Working with leading scientists, REEF's lionfish field work is paying off in valuable information needed to address this key issue. Information from the five Bahamas projects conducted thus far this year is being used to help determine the range and extent of the lionfish invasion, as well as to address key questions on age/ growth, reproduction, genetics, parasites and habitat preference.

To date, more than 400 fish have been collected and shipped to the NOAA research lab in Beaufort NC and more than 500 sightings have been documented in the Bahamas.
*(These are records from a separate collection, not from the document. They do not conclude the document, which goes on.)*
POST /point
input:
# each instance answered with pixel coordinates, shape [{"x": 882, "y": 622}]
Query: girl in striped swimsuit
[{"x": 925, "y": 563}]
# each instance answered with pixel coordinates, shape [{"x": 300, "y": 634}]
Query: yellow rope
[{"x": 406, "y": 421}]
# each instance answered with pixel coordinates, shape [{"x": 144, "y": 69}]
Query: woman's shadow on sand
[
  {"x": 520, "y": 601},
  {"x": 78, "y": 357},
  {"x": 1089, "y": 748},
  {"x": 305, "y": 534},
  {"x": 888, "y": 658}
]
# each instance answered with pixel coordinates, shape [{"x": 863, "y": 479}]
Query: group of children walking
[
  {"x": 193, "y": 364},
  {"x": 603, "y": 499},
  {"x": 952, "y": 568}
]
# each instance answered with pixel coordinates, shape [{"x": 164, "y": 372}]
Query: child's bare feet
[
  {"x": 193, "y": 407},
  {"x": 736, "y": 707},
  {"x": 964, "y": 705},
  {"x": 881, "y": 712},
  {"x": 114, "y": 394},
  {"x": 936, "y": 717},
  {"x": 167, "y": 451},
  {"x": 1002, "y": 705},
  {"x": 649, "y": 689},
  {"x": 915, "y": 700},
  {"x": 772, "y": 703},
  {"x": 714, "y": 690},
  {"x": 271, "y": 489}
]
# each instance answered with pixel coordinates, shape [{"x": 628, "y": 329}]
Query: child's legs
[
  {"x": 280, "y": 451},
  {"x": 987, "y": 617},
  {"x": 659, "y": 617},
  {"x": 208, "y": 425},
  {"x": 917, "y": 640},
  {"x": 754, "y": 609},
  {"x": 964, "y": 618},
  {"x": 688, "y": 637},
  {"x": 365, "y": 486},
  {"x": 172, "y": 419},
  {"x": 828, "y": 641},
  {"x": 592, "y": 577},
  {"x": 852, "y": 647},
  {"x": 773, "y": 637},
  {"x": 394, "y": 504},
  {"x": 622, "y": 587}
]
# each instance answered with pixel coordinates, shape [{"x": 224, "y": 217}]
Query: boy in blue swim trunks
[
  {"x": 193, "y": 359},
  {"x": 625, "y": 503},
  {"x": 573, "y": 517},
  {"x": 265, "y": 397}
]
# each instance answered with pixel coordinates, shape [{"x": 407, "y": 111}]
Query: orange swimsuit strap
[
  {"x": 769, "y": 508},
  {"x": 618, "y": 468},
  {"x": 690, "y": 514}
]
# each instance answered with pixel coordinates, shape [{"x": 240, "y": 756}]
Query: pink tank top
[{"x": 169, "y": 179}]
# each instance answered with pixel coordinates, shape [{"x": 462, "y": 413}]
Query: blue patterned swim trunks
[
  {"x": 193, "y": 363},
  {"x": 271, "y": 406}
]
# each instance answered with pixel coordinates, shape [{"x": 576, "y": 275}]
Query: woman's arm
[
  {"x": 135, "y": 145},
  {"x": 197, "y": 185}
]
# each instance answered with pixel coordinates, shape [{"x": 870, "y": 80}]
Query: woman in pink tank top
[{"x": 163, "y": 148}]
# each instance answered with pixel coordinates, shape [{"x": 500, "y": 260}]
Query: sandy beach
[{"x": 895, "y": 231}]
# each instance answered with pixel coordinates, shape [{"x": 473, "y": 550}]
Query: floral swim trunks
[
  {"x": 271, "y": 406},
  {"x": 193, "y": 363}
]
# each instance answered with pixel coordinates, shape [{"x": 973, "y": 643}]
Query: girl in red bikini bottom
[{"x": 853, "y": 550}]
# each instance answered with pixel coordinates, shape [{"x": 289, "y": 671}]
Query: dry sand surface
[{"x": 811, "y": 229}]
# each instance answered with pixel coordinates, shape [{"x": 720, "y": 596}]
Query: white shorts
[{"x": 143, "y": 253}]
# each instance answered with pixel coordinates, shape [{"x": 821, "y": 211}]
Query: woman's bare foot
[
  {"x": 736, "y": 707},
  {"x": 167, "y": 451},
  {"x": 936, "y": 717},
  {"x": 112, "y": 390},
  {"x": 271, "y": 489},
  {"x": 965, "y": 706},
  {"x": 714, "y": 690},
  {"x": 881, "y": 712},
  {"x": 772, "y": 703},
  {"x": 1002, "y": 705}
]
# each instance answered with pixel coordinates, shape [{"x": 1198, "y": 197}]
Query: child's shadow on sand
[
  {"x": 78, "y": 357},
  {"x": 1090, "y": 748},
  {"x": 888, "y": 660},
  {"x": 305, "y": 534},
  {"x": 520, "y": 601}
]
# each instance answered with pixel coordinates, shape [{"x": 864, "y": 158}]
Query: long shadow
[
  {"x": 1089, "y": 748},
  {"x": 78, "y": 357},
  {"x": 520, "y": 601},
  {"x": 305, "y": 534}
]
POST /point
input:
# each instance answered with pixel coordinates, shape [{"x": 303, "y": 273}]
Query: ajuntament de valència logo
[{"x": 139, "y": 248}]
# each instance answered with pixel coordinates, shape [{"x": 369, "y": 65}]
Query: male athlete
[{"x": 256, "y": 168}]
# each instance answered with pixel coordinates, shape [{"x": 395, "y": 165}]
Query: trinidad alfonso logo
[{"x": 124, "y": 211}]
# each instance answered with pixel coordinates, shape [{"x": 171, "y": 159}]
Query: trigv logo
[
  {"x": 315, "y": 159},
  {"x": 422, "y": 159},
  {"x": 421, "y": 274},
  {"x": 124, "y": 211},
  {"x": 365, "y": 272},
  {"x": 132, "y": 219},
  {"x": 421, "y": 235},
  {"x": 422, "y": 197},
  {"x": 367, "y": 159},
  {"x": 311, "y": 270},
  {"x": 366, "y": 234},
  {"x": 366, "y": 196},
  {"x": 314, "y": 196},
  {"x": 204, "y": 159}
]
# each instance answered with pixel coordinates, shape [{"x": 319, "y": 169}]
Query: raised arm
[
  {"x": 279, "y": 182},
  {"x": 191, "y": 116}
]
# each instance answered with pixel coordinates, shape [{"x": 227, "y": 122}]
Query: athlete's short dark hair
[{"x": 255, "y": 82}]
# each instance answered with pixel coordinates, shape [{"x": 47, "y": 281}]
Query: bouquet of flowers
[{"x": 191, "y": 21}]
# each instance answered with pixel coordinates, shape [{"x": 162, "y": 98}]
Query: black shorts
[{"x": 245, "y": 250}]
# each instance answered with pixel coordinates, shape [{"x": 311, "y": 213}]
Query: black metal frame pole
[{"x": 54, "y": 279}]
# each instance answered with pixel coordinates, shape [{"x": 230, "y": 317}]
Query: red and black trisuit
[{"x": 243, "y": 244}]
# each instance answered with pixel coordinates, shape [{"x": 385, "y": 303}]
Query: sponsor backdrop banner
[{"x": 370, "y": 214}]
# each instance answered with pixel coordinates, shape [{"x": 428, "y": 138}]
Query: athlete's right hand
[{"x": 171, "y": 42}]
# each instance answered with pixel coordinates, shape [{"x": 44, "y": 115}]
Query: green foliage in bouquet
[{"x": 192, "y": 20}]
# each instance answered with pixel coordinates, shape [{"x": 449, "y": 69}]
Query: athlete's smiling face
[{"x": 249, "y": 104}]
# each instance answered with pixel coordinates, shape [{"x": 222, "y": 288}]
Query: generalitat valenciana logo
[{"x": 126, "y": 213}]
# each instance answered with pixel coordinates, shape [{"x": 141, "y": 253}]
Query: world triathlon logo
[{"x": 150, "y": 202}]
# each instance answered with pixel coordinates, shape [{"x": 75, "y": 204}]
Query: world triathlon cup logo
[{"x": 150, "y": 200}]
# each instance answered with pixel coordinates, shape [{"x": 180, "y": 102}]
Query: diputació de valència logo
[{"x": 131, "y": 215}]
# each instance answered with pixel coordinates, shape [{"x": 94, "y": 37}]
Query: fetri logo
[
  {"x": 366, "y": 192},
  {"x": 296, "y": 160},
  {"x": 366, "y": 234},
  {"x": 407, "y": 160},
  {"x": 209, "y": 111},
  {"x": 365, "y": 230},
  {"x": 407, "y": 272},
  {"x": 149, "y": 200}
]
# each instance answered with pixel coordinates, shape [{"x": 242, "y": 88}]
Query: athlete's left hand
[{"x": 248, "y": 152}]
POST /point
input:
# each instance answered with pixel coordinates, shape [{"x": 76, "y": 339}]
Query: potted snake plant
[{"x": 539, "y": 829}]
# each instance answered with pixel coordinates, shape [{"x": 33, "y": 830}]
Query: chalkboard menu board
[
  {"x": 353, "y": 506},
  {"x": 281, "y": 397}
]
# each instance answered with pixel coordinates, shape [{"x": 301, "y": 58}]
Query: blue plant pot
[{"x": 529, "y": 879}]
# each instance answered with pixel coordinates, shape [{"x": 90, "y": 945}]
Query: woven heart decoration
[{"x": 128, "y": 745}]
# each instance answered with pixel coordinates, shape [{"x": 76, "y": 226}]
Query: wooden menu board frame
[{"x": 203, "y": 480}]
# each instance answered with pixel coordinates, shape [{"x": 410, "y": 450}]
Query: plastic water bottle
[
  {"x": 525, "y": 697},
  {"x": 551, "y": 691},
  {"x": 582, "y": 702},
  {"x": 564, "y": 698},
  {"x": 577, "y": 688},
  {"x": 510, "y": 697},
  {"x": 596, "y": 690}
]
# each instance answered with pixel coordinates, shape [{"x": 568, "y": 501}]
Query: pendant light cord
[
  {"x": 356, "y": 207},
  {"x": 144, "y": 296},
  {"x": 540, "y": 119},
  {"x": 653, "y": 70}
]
Data on length, plumage and stomach content have been gathered in the field, and samples for genetics and age/growth studies have been shipped to researchers.  REEF has worked in close partnership with the College of the Bahamas, researchers at UNCW, and Salisbury University, and local dive operators Bruce Purdy and Stuart Cove in gathering and analyzing the data.

Interesting data to date include:

  • Average size:188mm
  • Most species: Pterois volitans (though there are some Pterois miles present also)
  • Stomach content: about 70 % fish and 30 % crustacean with the most prevalent prey families including basslets, gobies and shrimp. Also found in stomachs: whole crab, whole sand diver, jawfish with eggs still in its mouth, and juvenile grouper (including Nassau)
  • Genetics: It appears that there were at least 11 females involved in the original founding population. This number is up from previous indications of four fish.
  • Reproduction: Fish are reproducing year-round with age at reproduction as young as 1-2 years.
  • Habitat preference: Lionfish have been found in almost all habitat types including artificial sites, canals, deep reefs, shallow reefs, small ledges and sand bottom.
  • Parasites: Compared to native fish, lionfish have almost no parasites, leaving more energy and time for growth and reproduction.
  • Growth: Lionfish appear to grow faster than similar sized native fish species like the graysby and the red hind.